Title: A Father Remembered
Plane: Theros (pre-Godsend)
Prompt: It was odd to be in a room full of people who all seemed to look up to my dad like he was some kind of hero. A part of me wanted to see him through their eyes just for a moment. I tried to picture him as…
Genre: Hurt/Comfort
Characters (in order of appearance): OCs
Word Count: 500
It was odd to be in a room full of people who all seemed to look up to my dad like he was some kind of hero. A part of me wanted to see him through their eyes just for a moment. I tried to picture him as that warrior who had led the charge against a horde of cyclopes besieging Akros. My father was a man of action who saved thousands with his cool head and the help of his phalanx. He was everyone's friend and known as the kindest soul. All I remembered was the man who was never there and only spoke a gruff hello when he was.
I felt unsure what to say or do as I stood there, watching the embers of my father's funeral pyre burn out. Ikaia, my father's best friend put a comforting hand on my shoulder. "Come," he said.
"And as it swept down, your father stabbed the bastard in the eye." I could hear Orrin say as we approached the group of men gathered.

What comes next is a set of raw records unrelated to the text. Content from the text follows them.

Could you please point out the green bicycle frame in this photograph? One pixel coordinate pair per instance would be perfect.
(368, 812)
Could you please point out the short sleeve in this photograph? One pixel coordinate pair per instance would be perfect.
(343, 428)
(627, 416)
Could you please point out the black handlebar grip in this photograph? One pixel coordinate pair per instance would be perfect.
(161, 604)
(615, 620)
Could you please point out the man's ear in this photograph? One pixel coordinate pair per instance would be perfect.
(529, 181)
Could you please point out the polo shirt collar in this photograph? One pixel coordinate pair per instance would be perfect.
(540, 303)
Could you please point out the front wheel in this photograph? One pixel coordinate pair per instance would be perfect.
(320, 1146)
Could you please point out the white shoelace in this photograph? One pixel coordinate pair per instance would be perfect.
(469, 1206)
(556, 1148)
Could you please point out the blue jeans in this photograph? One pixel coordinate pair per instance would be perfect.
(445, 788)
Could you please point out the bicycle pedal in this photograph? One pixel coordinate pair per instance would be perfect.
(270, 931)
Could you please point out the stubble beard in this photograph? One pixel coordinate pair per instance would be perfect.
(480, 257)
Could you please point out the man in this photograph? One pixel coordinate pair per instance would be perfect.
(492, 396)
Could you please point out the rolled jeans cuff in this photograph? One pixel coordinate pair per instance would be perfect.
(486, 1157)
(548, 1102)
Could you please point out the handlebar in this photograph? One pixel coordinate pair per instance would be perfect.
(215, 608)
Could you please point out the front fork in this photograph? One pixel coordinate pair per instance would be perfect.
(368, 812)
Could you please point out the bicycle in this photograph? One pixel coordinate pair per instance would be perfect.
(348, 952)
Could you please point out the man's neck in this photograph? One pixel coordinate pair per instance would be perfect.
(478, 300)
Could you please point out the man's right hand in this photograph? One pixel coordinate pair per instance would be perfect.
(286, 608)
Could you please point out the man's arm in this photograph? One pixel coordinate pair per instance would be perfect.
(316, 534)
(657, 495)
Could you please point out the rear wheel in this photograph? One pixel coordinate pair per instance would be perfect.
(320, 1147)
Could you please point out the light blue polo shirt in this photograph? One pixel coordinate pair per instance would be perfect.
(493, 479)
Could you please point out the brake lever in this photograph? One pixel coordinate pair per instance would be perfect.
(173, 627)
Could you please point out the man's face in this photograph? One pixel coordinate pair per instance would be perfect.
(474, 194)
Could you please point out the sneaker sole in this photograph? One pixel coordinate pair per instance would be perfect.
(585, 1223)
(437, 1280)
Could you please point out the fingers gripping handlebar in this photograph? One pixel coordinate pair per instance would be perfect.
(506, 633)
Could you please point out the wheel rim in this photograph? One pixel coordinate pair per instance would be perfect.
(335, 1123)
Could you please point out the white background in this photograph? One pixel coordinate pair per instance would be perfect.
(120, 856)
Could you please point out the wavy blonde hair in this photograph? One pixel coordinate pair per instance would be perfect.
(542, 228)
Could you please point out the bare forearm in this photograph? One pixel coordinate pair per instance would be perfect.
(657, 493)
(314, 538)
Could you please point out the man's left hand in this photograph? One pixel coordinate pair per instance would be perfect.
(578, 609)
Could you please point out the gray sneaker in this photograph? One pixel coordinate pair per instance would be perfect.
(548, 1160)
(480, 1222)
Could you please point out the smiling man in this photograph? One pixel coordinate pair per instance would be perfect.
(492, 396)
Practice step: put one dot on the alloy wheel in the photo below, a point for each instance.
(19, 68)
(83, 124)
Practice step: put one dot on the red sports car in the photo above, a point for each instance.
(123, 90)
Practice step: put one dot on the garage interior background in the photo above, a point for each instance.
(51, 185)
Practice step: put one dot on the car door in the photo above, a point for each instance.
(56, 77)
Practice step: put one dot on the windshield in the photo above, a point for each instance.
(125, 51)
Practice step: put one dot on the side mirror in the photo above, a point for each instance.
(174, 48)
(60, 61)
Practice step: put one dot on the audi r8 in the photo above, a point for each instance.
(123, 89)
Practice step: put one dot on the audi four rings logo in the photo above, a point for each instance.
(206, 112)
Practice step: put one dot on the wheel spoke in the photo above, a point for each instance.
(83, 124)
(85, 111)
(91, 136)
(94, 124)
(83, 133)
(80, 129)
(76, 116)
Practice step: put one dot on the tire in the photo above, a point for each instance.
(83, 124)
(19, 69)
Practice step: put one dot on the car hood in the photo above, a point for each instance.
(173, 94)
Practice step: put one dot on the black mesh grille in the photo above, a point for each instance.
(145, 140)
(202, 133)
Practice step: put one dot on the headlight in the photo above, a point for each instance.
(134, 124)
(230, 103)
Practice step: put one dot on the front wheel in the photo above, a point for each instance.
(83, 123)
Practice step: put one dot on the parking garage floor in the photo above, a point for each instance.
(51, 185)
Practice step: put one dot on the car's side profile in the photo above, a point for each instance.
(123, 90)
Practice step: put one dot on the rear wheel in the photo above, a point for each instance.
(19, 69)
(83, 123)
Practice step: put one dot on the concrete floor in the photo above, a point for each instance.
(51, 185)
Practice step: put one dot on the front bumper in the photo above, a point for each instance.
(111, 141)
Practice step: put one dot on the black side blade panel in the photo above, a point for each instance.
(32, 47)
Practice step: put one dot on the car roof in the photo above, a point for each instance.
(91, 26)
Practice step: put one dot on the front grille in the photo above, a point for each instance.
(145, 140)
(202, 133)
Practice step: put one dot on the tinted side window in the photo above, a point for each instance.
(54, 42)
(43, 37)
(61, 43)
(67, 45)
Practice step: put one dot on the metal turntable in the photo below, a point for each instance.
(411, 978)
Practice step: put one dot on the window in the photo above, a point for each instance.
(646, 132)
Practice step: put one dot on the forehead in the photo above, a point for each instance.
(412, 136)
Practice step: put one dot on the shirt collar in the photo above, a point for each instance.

I had ended up roped into a few drinks with my father's old phalanx, and felt so out of place doing it. I hardly knew these men. I remembered them as the friendly fellows who would call upon my father and give me a nice pat on the head, but that was it. Still I found that I was learning more about my father than I ever had when he was alive. He sounded so amazing. Why couldn't he have been that with me?
"I'll tell ya, kid," Orrin said, slugging back more of his drink," I don't know what I'll do without old Calix around."
"Probably drink himself to death," Ikaia muttered in my ear. "Fella once killed his whole family in a fit of madness brought on by Phenax. Your father's the only reason e never killed himself. And Barak over there? Lost his arm to a minotaur raid when he was a boy. No army would ever take him 'cept your father. Now, I fear he'll just be another poor homeless bastard like everyone told him he'd be. Old Rastus will probably turn back to whores again. He owes his son's life to your father. Kept him straight so his wife wouldn't leave him. And me, I guess this is the last you'll see of me. I figure with your father gone, my old crimes will catch up with me."
I said nothing, trying to determine if this was all true or just the drink, but Ikaia was never more serious. "We all saw our fair share of horrors, but your father was the one who always kept us going through it. He made us remember the people we had to come home to. You he never worried about. He knew you would be a fine man. It was the rest of us who needed a father like him."
In a strange way, my father's funeral gave me a better understanding of him.